Would you tell us a little bit about your childhood and early religious experiences?
I come from a working-class family. My mother was traditionally devout. Though I believe he prayed every day of his life, I don't recall my father ever going to church. Like many people from that generation, he believed that the church had abandoned working people and was not standing for righteousness. The person I have realized since that was a great influence on me was my grandfather, who lived with us. He had run away to sea from Dundee at the age of twelve and had traveled the world. He eventually settled down looking after sheep in Patagonia. My earliest memories include floods of what I now realize to be very bad Spanish, but also insights into things from all over the world. He himself was a rugged old unbeliever, but the impressions remained with me for a long time.
I went to Sunday school and church and in adolescent years made a commitment to Christ.
Did your education encourage or hinder your call to missions?
Influences while a student were very important in shaping my Christian life and understanding. A deep impression of the mission field was there from an early stage and a very definite consciousness of the rest of the world, which I think had come from this early exposure from my grandfather. During my student years at Exeter College, Oxford, I felt a tension. A desire to be a missionary remained. I was very conscious, however, of gifts I didn't have, including the obvious pastoral gifts you are looking for in a minister. The other part of the tension was my deep absorption in academic work—a desire and, as I believed, a calling for Christians to continue in these lines. I couldn't reconcile the missionary and the academic lines, possibly because I was thinking of mission work in rather conventional terms that one got from Sunday school and church. They did come together, of course, and when the opening came it was indeed desired that it be someone with a good academic background, with graduate work, and so on. I had, in the meantime, become the librarian and general factotum at Tyndale House in Cambridge in its early days as a biblical research library. I had been in a research setting for some time and was still not clear how this reconciled with what I still retained from the missionary vocation.
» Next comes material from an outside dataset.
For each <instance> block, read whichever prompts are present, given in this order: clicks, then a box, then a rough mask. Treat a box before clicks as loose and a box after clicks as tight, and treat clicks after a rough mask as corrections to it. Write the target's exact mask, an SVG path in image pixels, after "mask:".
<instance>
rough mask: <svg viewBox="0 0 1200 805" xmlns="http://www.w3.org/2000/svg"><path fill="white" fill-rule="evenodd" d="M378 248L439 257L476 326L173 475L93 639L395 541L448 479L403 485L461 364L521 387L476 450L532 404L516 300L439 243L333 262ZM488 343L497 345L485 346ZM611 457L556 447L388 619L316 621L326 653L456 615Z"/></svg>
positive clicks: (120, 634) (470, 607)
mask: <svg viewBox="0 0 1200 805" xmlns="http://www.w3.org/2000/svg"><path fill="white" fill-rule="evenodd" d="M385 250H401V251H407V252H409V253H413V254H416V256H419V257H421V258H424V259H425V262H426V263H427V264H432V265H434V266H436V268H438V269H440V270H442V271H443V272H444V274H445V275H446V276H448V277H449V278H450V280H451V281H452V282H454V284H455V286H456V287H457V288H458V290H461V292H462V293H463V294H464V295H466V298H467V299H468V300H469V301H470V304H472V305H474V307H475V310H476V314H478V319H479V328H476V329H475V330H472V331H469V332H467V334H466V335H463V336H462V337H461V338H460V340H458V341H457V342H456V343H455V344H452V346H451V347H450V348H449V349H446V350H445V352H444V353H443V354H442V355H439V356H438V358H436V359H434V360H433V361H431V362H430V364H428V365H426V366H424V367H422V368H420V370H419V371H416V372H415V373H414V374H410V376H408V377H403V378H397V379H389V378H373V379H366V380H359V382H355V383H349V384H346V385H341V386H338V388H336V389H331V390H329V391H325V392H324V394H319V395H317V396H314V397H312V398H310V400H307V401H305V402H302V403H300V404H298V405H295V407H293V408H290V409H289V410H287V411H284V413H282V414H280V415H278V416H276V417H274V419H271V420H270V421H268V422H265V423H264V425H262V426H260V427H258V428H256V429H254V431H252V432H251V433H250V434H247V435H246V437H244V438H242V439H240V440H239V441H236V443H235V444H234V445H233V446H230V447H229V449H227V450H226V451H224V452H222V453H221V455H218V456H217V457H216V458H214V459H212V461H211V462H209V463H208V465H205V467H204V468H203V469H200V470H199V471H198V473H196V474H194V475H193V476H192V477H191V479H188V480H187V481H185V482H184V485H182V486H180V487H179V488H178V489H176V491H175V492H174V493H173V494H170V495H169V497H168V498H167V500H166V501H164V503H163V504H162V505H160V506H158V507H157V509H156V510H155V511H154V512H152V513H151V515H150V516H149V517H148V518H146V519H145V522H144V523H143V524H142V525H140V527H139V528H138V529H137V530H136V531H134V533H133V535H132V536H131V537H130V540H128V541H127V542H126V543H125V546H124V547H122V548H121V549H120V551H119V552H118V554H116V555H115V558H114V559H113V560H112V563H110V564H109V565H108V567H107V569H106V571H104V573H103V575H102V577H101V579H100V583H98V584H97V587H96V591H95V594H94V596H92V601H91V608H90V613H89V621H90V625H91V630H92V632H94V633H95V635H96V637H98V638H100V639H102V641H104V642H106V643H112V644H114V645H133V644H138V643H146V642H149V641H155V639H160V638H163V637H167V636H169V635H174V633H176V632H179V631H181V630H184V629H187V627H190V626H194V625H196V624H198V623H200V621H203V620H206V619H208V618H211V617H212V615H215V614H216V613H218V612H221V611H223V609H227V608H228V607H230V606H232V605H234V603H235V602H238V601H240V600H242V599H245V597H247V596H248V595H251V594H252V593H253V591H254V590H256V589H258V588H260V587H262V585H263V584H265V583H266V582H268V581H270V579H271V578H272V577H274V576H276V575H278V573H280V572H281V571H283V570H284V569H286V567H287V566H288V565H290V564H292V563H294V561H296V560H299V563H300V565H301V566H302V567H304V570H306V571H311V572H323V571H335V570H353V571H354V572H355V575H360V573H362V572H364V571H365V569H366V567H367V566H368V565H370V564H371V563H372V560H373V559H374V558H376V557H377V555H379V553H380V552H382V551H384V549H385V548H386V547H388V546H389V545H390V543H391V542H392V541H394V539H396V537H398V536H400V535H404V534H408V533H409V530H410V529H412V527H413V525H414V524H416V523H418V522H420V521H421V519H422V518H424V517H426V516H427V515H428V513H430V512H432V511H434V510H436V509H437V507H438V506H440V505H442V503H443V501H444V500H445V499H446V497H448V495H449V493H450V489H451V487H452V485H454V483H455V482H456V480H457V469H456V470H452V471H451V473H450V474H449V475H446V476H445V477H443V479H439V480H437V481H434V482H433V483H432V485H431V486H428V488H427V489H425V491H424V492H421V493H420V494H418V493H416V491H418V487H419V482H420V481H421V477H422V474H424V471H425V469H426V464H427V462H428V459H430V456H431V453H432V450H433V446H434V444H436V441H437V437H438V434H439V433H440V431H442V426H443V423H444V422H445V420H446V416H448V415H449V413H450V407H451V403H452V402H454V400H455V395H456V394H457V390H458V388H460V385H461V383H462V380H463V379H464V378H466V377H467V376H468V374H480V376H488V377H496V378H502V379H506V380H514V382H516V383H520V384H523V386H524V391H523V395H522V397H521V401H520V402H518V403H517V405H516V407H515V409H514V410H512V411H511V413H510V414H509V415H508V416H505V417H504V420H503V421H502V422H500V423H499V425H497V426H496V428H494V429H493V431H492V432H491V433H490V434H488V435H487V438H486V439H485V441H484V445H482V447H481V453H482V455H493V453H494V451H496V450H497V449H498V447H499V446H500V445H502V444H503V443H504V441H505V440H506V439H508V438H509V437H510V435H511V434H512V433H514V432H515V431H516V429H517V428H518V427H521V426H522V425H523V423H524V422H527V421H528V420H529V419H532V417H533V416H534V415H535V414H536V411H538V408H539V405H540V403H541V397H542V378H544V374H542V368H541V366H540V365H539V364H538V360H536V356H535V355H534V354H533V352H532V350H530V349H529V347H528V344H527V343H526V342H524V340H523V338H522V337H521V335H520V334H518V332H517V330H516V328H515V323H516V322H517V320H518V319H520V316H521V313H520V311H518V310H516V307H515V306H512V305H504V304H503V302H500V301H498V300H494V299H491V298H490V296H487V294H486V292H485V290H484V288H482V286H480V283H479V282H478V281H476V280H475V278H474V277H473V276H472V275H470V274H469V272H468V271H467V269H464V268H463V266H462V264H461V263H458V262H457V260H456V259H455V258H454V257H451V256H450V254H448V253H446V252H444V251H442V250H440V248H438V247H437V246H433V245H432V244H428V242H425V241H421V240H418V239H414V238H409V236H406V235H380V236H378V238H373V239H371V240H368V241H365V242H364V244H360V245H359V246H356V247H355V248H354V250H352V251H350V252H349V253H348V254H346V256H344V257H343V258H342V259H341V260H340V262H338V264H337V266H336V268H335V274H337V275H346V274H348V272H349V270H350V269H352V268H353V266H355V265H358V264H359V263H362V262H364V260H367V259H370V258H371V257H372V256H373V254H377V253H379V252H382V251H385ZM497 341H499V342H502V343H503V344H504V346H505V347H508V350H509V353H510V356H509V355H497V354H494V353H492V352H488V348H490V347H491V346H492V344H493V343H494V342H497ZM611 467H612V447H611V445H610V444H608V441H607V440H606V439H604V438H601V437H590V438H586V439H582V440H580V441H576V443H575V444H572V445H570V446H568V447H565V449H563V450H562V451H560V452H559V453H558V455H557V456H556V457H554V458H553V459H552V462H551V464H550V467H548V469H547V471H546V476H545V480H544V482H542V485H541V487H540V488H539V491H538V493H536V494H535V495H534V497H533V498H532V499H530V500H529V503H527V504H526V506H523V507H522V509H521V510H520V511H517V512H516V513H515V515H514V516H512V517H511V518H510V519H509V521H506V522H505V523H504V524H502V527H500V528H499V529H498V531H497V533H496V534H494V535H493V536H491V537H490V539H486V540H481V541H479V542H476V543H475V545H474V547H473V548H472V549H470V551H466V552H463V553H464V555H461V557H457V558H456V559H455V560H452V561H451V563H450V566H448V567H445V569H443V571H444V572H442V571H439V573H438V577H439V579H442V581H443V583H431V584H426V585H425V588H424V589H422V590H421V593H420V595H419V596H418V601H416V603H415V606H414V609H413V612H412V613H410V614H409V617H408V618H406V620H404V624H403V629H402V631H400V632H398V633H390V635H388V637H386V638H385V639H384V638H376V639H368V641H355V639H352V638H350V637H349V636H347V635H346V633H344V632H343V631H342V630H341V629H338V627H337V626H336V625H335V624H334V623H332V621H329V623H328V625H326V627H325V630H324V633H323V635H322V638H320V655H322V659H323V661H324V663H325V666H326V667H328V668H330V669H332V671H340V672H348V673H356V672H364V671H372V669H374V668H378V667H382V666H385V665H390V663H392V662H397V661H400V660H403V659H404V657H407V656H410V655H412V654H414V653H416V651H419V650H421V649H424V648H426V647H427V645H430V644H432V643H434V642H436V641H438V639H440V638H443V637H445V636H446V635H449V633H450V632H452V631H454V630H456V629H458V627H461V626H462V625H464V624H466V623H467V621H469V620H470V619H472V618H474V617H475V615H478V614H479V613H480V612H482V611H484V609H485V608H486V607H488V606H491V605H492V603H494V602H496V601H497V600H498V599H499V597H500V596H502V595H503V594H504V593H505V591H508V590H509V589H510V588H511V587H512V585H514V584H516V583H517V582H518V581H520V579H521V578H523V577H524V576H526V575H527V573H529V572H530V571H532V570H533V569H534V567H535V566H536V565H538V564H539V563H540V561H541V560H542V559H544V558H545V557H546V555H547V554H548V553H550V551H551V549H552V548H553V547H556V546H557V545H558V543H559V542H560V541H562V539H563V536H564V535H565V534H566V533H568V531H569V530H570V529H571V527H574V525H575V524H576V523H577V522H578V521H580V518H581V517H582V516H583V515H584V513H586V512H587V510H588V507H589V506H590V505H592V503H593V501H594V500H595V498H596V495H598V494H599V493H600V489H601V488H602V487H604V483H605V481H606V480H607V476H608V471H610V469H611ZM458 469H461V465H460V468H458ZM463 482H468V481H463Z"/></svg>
You have written about an epiphany experience early in your time in West Africa in which you came to recognize that the African church was experiencing essentially the same tensions as those of the early church. Could you describe how that realization dawned on you?
In the 1950s, we still talked about "the younger churches," and the expectation was that the younger churches would learn from the experience of the older ones. I was to teach early church history. Church history was my background; I had done my work at Oxford in Patristics and had written on the apostolic tradition of Hippolytus. I started teaching still very much with this idea of imparting the lessons of the past—as the arbiter of this—to an expectant audience, which obviously had great difficulty in making anything out of this peculiar set of information. The students wrote it all down. Ritual transfer of knowledge was important. But it clearly didn't have any impact or make any particular sense to people. This attitude of imparting lessons was combined with a very critical sense of the existing African church and great awareness of its faults,—and very little awareness, as I began to discover, of its inwardness, of where it had come from.